The habits of a lifetime could not be instantly erased. Somewhat to Jenny’s annoyance, I persisted in a friendship with June and Bernard. In conversations with them over several years, I discovered that the emotional void, the feeling of belonging nowhere and to no one that had afflicted me between the ages of eight and thirty-seven had an important intellectual consequence: I had no attachments, I believed in nothing. It was not that I was a doubter, or that I had armed myself with the useful scepticism of a rational curiosity, or that I saw all arguments from all sides; there was simply no good cause, no enduring principle, no fundamental idea with which I could identify, no transcendent entity whose existence I could truthfully, passionately or quietly assert.

Unlike June and Bernard. They began together as communists, then went their separate ways. But their capacity, their appetite, for belief never diminished. Bernard was a gifted entomologist; all his life he remained committed to the elation and limited certainties of science; he replaced his communism with thirty years’ devoted advocacy of numerous causes for social and political reform. June came to God in 1946 through an encounter with evil in the form of two dogs. (Bernard found this construction of the event almost too embarrassing to discuss.) A malign principle, a force in human affairs that periodically advances to dominate and destroy the lives of individuals or nations, then retreats to await the next occasion; it was a short step from this to a luminous countervailing spirit, benign and all-powerful, residing within and accessible to us all; perhaps not so much a step as a simultaneous recognition.

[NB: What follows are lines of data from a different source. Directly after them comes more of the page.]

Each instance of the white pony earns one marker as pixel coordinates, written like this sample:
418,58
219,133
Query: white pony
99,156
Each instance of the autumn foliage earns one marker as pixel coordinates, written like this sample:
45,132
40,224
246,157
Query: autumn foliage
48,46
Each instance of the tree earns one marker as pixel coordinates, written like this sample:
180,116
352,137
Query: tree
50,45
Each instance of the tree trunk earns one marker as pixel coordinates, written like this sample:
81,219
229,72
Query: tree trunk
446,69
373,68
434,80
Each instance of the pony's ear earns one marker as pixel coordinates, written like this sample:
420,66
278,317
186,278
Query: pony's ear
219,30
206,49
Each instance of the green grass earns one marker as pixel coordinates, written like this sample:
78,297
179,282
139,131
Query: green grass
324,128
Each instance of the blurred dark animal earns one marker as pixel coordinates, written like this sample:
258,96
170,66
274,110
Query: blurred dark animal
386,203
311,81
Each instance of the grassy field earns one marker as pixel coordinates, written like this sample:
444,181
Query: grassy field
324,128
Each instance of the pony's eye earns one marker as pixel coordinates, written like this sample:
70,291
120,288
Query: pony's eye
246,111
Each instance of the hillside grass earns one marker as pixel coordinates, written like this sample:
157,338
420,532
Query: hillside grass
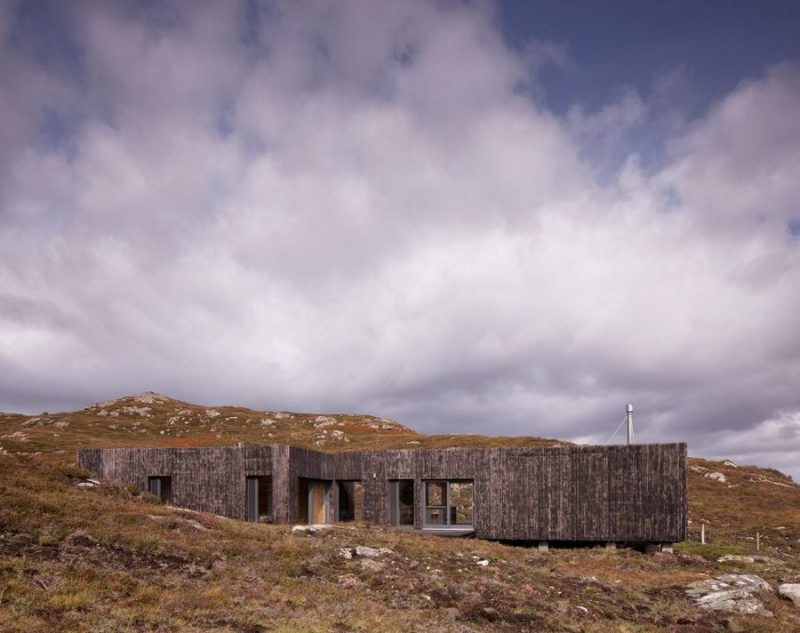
113,559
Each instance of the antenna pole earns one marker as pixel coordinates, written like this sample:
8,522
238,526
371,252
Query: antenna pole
630,424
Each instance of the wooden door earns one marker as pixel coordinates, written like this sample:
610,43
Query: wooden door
317,489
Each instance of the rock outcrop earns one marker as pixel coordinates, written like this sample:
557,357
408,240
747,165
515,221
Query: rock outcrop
731,593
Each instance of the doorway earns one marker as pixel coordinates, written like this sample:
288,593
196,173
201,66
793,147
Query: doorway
351,501
401,502
313,501
258,499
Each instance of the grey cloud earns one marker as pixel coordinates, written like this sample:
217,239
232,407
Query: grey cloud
355,207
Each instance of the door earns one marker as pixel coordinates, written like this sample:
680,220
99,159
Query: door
401,502
316,501
312,501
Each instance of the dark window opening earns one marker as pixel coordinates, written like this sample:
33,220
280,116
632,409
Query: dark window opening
351,501
448,504
160,487
258,500
401,502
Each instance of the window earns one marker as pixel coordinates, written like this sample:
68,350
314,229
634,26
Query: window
160,487
258,499
401,502
448,504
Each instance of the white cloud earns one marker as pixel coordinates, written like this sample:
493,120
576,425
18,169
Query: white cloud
355,208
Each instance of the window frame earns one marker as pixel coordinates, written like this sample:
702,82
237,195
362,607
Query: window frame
447,507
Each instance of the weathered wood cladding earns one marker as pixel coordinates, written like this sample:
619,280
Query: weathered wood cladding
575,493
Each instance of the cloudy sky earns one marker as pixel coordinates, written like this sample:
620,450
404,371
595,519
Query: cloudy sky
479,217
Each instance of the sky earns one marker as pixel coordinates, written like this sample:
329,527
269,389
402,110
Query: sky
472,217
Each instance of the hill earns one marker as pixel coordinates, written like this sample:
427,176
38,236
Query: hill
110,558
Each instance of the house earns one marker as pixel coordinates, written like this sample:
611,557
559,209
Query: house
602,494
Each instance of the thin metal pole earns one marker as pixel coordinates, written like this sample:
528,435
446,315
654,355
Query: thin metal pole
630,424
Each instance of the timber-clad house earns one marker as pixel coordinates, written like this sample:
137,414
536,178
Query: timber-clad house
633,493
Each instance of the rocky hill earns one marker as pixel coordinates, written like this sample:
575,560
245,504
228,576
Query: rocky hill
80,557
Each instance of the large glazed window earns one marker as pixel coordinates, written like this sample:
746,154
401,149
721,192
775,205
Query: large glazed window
449,503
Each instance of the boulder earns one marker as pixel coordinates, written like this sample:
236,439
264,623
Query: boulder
730,593
309,529
790,591
364,552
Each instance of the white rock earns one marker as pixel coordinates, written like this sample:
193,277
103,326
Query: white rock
364,552
730,593
790,591
149,397
733,558
309,529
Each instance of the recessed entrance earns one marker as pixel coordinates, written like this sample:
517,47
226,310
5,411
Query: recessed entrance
313,500
401,502
258,499
160,487
351,501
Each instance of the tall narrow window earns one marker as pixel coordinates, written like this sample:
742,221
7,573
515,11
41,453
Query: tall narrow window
161,487
448,504
258,500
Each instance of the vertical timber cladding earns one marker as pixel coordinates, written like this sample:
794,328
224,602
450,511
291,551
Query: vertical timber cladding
581,493
204,479
585,493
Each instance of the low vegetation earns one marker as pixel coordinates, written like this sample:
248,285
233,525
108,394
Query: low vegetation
111,558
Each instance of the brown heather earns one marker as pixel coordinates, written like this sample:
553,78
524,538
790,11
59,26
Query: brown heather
94,560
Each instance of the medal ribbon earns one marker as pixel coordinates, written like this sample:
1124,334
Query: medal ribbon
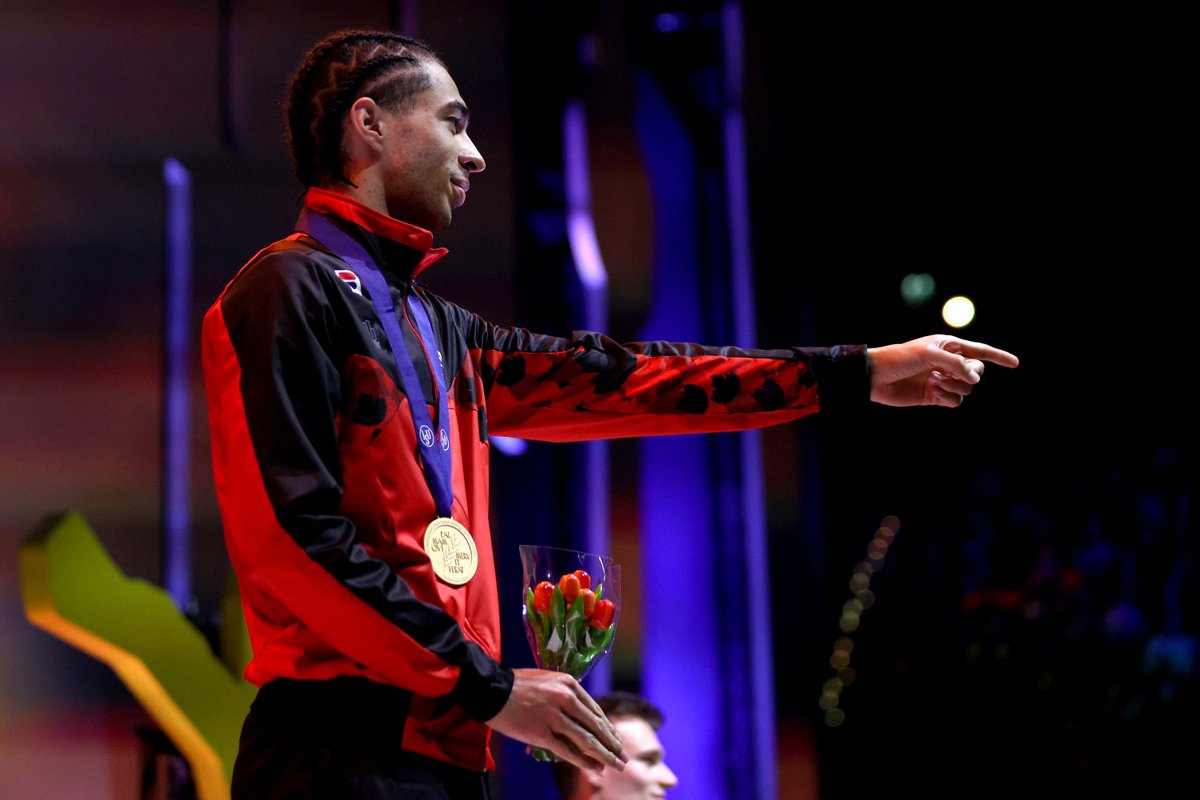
433,449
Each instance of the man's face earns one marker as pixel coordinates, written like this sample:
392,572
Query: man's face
429,155
646,774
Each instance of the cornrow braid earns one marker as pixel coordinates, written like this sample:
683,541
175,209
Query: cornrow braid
334,73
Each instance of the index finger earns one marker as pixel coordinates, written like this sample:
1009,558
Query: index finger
599,725
982,352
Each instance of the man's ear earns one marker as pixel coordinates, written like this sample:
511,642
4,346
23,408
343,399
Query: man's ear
364,121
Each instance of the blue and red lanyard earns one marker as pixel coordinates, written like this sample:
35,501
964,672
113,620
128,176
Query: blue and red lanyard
433,438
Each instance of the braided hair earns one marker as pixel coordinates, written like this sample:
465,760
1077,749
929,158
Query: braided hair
336,71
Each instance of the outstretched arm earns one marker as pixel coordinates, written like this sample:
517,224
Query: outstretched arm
936,370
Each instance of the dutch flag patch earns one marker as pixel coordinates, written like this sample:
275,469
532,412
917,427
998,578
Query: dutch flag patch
351,281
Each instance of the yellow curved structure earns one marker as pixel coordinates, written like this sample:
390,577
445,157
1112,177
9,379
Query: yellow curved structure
73,589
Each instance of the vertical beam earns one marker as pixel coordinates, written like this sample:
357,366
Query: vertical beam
754,497
702,501
177,429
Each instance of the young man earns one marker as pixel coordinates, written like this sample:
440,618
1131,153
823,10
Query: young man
646,775
357,518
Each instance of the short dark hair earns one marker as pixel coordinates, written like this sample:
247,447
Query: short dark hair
335,72
616,705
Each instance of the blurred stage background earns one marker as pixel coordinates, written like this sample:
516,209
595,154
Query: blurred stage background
1033,623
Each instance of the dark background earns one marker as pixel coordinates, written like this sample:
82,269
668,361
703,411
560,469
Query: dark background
1036,160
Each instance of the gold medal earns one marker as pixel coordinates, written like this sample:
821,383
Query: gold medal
451,551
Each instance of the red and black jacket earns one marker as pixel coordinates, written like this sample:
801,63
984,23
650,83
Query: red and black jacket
324,501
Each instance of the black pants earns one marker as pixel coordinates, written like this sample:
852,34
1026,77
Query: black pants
339,740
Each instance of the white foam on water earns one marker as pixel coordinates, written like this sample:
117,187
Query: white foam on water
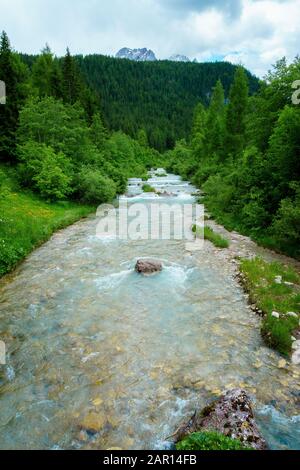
89,357
10,373
112,280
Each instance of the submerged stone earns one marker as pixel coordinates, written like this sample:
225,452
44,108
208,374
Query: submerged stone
231,415
148,266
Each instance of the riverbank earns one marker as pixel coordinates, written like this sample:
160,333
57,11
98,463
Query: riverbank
271,282
26,221
94,346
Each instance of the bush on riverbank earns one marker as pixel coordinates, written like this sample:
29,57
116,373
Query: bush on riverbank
211,236
210,441
147,188
26,221
274,288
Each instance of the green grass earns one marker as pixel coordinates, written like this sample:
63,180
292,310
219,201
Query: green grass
212,236
26,222
210,441
148,189
259,280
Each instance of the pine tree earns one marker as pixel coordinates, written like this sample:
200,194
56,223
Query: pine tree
72,82
98,132
9,111
236,113
215,134
142,138
199,131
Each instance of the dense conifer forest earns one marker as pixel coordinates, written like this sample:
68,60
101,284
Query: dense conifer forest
75,128
156,96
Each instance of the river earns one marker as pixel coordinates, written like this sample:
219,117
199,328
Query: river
93,345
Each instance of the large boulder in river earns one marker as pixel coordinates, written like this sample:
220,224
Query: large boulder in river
231,415
148,266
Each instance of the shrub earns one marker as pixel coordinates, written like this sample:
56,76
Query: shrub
270,296
148,189
45,171
210,441
212,236
95,188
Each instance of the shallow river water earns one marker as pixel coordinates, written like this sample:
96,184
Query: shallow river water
93,345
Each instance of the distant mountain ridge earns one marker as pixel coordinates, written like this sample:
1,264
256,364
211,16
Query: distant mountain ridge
139,55
179,58
147,55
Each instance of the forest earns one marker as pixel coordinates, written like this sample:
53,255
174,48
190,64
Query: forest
244,154
156,96
75,128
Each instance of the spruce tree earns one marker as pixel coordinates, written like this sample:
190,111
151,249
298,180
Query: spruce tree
199,131
215,134
71,80
236,113
9,111
98,132
142,138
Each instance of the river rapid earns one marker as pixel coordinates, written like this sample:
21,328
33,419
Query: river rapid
100,357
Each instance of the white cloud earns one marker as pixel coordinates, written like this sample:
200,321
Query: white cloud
254,32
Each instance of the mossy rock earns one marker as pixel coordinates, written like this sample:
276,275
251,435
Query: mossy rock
210,441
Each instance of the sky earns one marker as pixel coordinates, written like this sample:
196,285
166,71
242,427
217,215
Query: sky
255,33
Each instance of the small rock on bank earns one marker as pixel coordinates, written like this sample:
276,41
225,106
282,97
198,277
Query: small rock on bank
231,415
148,266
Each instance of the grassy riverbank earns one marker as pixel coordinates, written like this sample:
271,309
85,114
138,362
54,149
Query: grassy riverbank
211,236
275,290
26,221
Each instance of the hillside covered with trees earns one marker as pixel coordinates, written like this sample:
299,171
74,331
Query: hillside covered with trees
245,156
157,97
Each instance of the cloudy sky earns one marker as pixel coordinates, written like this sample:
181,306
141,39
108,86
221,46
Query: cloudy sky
253,32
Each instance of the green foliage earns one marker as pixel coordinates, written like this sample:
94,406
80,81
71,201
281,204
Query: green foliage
93,187
210,235
26,221
45,171
14,76
134,95
209,440
270,296
246,159
236,113
148,189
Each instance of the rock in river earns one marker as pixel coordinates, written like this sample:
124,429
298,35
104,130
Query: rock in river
230,415
148,266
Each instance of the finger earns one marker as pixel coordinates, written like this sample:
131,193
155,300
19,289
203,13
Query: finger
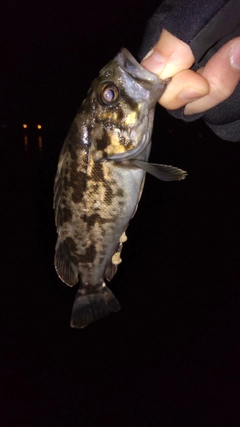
184,87
222,72
169,56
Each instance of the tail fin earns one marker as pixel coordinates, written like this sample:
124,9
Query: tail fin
89,307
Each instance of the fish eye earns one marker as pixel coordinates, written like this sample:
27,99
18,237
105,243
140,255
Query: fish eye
109,94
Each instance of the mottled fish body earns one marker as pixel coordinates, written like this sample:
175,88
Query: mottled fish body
100,178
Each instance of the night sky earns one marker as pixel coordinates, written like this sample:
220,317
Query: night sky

Both principles were incompatible, she felt, with the materialism of her politics, and she left the Party.

Whether June’s black dogs should be regarded as a potent symbol, a handy catch phrase, evidence of her credulity or a manifestation of a power that really exists, I cannot say. In this memoir I have included certain incidents from my own life – in Berlin, Majdanek, Les Salces and St Maurice de Navacelles – that are open equally to Bernard and to June’s kind of interpretation. Rationalist and mystic, commissar and yogi, joiner and abstainer, scientist and intuitionist, Bernard and June are the extremities, the twin poles along whose slippery axis my own unbelief slithers and never comes to rest. In Bernard’s company, I always sensed there was an element missing from his account of the world, and that it was June who held the key. The assurance of his scepticism, his invincible atheism made me wary; it was too arrogant, too much was closed off, too much denied. In conversations with June, I found myself
thinking like Bernard; I felt stifled by her expressions of faith, and bothered by the unstated assumption of all believers that they are good because they believe what they believe, that faith is virtue, and, by extension, unbelief is unworthy or, at best, pitiable.

It will not do to argue that rational thought and spiritual insight are separate domains and that opposition between them is falsely conceived. Bernard and June often talked to me about ideas that could never sit side by side. Bernard, for example, was certain that there was no direction, no patterning in human affairs or fates other than that which was imposed by human minds. June could not accept this; life had a purpose and it was in our interests to open ourselves to it. Nor will it do to suggest that both these views are correct. To believe everything, to make no choices, amounts to much the same thing, to my mind, as believing in nothing at all. I am uncertain whether our civilisation at this turn of the millennium is cursed by too much or too little belief, whether people like Bernard and June cause the trouble, or people like me. But I would be false to my own experience if I did not declare my belief in the possibility of love transforming and redeeming a life. I dedicate this memoir to my wife, Jenny, and to Sally, my niece, who continues to suffer the consequences of her childhood; may she too find this love.